Have you ever been to a market where you could buy everything from clothing, to produce, to fish and meat, to knives, to water buffalo? This was the standard array (and more) at the Sunday markets in northern Viet Nam. This lady was in her traditional tribe clothing, which they make themselves. Using umbrellas to shade themselves is also common practice. I will need to ask our guide, Trinh Dinh Thao, which tribe she was from.
Three of our days in Viet Nam were spent on long treks (hikes) up, down, and across the hillsides and valleys, among the rice fields, farm lands, and homes of the minority groups in the northern-most areas of the country. This was the only way to really meet the people, encounter them at work in the fields, and see share some rice wine in their homes.

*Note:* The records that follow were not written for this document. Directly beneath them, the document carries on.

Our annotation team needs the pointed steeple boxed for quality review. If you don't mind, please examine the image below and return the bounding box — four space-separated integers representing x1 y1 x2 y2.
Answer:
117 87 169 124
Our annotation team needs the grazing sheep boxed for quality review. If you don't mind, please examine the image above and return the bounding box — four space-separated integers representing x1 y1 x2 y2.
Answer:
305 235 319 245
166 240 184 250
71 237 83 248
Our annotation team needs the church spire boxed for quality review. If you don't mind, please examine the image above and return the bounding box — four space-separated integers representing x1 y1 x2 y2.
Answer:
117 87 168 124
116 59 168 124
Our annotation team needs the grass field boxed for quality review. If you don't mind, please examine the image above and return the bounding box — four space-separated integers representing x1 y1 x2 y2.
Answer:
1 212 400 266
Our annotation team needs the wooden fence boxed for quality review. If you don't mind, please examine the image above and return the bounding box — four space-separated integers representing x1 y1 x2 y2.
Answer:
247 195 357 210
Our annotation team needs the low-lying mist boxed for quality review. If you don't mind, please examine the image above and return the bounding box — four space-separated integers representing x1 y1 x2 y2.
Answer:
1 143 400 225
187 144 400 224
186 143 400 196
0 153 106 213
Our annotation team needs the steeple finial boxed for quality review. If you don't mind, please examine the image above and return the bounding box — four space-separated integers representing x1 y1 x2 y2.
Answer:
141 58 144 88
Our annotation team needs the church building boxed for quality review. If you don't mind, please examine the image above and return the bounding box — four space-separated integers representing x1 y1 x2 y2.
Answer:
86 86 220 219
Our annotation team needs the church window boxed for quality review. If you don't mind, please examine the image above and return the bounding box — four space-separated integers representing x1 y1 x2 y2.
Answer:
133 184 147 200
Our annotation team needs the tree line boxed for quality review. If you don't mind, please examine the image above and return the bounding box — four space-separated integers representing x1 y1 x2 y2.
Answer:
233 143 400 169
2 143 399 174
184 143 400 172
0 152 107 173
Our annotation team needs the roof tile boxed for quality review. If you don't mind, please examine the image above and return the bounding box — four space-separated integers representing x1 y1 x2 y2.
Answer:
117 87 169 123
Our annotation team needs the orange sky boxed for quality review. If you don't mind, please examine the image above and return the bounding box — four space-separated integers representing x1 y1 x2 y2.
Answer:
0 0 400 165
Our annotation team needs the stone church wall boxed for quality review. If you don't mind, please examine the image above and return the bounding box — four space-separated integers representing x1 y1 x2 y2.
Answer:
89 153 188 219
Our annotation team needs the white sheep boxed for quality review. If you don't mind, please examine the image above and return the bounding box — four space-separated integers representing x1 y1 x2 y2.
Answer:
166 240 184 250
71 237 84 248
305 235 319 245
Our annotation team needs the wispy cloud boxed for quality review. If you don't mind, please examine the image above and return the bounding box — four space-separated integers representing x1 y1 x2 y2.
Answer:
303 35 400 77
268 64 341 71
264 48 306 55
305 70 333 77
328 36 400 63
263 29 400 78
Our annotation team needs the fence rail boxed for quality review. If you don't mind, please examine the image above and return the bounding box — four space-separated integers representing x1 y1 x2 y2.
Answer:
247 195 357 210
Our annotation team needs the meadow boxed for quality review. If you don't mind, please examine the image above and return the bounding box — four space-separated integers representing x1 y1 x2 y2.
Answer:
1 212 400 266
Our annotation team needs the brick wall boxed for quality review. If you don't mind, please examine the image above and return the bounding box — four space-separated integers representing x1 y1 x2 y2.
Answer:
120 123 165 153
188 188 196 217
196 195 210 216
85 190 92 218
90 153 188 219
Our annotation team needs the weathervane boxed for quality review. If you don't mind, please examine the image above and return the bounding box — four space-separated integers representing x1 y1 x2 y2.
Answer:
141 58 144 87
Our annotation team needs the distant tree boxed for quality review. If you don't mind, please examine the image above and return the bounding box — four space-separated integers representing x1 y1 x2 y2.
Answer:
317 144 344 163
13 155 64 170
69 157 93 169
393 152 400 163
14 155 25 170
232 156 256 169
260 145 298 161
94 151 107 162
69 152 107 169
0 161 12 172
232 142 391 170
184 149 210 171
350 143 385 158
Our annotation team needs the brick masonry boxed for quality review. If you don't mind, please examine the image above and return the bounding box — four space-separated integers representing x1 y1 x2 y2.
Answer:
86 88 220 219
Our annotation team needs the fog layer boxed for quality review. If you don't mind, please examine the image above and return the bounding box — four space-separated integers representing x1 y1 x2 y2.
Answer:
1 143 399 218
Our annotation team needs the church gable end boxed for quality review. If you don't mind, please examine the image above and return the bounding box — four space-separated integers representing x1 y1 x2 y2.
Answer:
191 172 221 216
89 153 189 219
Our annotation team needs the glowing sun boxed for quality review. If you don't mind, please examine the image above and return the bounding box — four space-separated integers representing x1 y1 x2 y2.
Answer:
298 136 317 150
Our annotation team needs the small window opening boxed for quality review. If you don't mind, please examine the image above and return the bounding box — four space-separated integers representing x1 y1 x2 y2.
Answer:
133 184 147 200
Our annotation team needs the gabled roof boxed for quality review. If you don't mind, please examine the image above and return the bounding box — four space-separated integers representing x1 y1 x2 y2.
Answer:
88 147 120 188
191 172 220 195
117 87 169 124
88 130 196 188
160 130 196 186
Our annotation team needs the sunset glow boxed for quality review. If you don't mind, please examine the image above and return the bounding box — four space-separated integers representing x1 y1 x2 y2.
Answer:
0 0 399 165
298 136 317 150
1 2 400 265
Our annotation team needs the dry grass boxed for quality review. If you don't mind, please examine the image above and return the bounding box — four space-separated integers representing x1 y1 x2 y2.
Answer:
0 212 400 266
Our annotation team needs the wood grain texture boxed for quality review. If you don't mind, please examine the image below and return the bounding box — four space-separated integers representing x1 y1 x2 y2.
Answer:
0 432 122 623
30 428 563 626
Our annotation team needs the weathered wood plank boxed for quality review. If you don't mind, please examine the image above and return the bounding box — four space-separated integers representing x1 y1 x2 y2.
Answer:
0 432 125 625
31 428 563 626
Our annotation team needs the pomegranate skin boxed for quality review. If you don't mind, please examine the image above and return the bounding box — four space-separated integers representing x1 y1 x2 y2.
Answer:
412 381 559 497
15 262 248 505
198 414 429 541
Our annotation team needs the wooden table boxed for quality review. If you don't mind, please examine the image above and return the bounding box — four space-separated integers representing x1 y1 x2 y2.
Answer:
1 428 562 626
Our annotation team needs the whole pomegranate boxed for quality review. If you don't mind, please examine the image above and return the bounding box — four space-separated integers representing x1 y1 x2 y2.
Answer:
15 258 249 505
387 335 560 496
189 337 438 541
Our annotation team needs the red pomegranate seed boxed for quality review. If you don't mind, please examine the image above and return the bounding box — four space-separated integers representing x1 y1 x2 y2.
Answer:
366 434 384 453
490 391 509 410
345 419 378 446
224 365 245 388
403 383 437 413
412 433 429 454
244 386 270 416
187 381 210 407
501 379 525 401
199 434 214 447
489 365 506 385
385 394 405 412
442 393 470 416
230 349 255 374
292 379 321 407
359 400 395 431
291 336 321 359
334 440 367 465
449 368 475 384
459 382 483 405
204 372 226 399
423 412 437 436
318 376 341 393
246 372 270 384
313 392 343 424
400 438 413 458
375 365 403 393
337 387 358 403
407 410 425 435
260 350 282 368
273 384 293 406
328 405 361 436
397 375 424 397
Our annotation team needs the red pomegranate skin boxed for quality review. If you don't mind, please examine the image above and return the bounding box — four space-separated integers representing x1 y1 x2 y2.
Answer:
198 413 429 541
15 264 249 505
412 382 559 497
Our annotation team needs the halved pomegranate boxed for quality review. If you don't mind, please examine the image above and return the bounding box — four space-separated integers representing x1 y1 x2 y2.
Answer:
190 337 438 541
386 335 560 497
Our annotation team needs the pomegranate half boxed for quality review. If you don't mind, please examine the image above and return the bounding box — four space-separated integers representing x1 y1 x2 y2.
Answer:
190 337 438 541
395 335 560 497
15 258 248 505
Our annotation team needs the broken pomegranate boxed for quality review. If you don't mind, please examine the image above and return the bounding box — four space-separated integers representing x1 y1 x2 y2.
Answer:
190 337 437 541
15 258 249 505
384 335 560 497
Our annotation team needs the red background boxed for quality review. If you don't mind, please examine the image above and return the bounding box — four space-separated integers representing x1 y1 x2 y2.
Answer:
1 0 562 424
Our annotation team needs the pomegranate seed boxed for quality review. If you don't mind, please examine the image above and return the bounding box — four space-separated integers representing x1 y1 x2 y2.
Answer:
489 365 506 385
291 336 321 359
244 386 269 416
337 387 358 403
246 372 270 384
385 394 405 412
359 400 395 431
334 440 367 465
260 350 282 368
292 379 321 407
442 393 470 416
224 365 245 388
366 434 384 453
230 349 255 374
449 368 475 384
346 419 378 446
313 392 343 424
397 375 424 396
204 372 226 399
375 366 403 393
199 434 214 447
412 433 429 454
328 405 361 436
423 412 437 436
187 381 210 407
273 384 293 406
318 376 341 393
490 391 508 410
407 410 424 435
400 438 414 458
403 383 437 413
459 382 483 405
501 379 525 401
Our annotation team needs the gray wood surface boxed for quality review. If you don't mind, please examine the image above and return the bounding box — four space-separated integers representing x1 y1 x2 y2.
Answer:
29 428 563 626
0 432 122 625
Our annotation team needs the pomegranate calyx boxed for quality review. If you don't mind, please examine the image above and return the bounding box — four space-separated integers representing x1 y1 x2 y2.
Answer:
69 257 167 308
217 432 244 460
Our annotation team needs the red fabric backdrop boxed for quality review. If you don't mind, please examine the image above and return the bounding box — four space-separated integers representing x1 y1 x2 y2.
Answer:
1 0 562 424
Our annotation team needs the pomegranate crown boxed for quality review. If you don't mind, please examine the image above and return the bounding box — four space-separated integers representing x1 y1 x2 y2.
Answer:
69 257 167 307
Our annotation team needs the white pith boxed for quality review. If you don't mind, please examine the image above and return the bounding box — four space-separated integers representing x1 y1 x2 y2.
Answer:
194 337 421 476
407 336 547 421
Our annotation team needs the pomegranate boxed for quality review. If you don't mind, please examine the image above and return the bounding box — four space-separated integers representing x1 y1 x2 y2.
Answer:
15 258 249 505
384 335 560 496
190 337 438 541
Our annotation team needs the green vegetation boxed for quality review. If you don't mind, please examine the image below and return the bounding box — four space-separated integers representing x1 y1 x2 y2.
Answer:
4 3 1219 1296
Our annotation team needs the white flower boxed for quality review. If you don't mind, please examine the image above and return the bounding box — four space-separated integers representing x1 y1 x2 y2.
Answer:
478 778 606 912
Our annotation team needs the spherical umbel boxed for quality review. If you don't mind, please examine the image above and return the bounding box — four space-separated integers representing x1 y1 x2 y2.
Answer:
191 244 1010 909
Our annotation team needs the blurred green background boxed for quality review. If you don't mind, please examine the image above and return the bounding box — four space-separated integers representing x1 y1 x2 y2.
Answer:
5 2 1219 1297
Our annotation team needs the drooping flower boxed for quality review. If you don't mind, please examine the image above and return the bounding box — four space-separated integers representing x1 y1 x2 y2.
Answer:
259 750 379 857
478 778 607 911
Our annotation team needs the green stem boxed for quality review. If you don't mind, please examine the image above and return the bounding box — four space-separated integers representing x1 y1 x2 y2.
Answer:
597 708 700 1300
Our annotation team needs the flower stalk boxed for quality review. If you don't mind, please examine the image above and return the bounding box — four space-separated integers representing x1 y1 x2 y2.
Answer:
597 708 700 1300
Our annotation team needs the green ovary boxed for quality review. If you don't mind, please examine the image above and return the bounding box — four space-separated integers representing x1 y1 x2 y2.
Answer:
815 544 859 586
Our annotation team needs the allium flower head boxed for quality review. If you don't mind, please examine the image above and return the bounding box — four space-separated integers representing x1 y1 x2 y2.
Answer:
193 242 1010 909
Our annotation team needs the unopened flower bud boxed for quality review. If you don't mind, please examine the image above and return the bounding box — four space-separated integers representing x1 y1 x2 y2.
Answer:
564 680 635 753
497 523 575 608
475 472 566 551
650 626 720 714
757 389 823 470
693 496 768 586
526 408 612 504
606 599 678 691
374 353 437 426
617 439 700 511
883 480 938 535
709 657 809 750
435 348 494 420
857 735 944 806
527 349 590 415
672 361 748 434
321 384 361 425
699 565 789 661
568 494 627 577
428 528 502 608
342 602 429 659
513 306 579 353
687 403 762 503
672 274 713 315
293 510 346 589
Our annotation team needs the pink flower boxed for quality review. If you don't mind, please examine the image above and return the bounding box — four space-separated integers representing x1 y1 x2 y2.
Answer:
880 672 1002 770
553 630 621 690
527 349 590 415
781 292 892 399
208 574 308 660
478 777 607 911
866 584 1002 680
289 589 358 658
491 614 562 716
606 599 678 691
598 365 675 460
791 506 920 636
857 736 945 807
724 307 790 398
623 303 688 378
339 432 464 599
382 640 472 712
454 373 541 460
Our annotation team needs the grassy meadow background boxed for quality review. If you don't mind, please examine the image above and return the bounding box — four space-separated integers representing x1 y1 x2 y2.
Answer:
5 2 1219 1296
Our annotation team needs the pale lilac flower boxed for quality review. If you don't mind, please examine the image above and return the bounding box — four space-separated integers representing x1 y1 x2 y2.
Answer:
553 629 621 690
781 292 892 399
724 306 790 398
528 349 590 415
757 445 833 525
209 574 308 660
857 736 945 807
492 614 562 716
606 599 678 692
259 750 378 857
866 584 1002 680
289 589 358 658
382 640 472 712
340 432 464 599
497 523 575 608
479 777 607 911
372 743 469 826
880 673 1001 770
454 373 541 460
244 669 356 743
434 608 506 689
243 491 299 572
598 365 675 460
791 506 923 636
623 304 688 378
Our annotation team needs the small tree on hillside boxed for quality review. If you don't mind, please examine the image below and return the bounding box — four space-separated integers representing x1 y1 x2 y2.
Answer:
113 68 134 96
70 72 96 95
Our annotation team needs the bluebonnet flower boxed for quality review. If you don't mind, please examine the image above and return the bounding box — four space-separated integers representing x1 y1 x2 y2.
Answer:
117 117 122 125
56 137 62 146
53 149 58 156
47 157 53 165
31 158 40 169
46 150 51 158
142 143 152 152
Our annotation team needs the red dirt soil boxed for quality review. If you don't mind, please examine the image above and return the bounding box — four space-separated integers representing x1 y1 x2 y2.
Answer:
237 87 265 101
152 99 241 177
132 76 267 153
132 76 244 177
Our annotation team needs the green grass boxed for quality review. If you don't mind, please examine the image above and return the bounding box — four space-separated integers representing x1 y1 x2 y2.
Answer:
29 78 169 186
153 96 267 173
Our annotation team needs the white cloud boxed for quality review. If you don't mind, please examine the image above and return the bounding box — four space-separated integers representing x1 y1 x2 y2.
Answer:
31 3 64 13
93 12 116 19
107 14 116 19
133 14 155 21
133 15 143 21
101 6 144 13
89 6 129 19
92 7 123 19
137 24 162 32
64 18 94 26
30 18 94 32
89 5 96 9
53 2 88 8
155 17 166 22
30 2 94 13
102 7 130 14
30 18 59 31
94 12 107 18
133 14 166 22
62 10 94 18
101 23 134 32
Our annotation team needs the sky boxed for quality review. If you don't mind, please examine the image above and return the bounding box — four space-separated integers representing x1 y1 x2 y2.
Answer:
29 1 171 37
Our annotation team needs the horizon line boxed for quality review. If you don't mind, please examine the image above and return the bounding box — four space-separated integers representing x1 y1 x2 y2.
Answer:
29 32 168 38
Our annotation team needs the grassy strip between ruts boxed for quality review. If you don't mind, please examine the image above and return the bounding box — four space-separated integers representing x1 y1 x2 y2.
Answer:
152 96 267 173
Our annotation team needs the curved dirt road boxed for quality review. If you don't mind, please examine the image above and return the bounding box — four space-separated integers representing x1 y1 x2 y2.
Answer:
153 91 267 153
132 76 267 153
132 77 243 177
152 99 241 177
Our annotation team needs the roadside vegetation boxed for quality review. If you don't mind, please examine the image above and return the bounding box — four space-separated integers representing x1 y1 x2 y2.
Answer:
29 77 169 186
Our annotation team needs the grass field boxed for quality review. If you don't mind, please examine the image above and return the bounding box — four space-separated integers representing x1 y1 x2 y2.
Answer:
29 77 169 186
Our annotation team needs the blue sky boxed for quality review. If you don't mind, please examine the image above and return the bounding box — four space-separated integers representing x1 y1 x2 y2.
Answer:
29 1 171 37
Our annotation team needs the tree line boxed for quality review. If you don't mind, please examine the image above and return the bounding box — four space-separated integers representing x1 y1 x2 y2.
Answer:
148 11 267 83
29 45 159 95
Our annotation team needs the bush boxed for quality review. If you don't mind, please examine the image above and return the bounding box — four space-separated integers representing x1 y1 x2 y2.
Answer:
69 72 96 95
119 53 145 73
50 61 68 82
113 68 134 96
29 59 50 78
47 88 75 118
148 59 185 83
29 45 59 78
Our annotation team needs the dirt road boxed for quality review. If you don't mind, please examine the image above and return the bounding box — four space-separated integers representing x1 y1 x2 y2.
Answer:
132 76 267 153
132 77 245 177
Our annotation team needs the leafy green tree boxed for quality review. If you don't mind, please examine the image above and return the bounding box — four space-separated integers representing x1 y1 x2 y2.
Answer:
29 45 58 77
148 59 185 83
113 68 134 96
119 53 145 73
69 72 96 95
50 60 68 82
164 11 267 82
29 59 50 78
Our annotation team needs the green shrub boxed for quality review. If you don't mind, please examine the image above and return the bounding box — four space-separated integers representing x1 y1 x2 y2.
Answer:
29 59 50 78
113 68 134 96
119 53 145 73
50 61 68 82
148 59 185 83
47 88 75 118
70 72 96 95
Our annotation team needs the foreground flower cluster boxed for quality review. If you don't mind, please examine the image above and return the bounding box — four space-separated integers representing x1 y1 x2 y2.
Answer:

Since I’m not much of a landscape photographer, and only passably in shape as a hiker, when we would get to the top of a picturesque valley, I rarely succeeded in taking an adequate representation of the specific terrain we had just crossed. I can only tell you, that each time, it felt like we were on the top of the world. In full transparency, these two images, were taken when we hopped out of our van on the road between Bac Ha (our first night’s stop in the north) to Topas (our second nights stop in the north). You will just have to believe me when I say that we hiked several valleys just like this one.
A simple study of one area of Hanoi as seen from the train tracks before they cross the Red River going north. Looking down I show you four views of Hanoi life that I discovered in my short stay there.
There are still many of these older men riding their Cyclo’s looking for tourists to shuttle around the city. I guess they are still an effective means of making a little money, but I saw many more that were empty than full. Hanoi is really small enough to explore each neighborhood by foot. Perhaps it is convenient to take a short taxi ride to a different area and then by foot again. It is the photographer’s way, even in the heat.
One night, our group wanted to go to a local Bun Cha restaurant. It was just a few blocks from the hotel, really only a 15 minute walk. Our tour guide company wanted to pick us up in a taxi, escort us to the restaurant, and escort us back home. Perhaps it was just to make some extra money. We happily walked both ways (and the Bun Cha was delicious).
About this image
This image was taken near the Hanoi’s Old Quarter bordering Hoàn Kiếm Lake, which is where I saw most of these cyclos. I was taken to photograph this because of the large gesture of the blue, red, and white shrouding over the front of these buildings. My guess is that it is covering some construction in progress. There were two figures in the door way, having a conversation. I have a series of shots, with different things going on in the scene, but my commitment to tell a story and connect the dots with layers of juxtapositions, I chose this moment with the expressionless cyclo driver passing by the modern mannequins in the background.